Probing thin over layers with variable energy/cluster ion beams

A series of carbon-coated magnetic recording disks proved ideal for exploring sampling depth and ion formation trends as a function of variations in energy and cluster size (Aux) of the primary ion beam, and variations in over coat thickness and type. Ion yield from the underlying metal layer increased with increasing energy and decreasing cluster size of the primary ions. The yields varied nearly linearly with over layer thickness. In contrast, MxCsy depth profiles were unaffected by changes in the primary ion.
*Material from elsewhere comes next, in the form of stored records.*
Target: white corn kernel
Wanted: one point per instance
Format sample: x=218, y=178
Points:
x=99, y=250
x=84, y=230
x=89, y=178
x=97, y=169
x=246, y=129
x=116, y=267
The samples were fortuitously dosed with dinonyl phthalate, allowing a study similar to prior GSIMS work [I.S. Gilmore, M.P. Seah, J.E. Johnstone, in: A. Benninghoven, P. Bertrand, H.-N. Migeon, H.W. Werner (Eds.), Proceedings of the 12th International Conference on SIMS, Elsevier, Brussels, 2000, p. 801]. Ions prominent in the EI mass spectrum, including even electron ions, were more consistently enhanced at lower energies and higher cluster sizes than the primary (M + H)+ ion. The total secondary ion count was inversely proportional to the film thickness. Secondary electrons, largely originating in the buried metal layer, may be inducing organic ion formation [A.M. Spool, Surf. Interface Anal. 36 (2004) 264].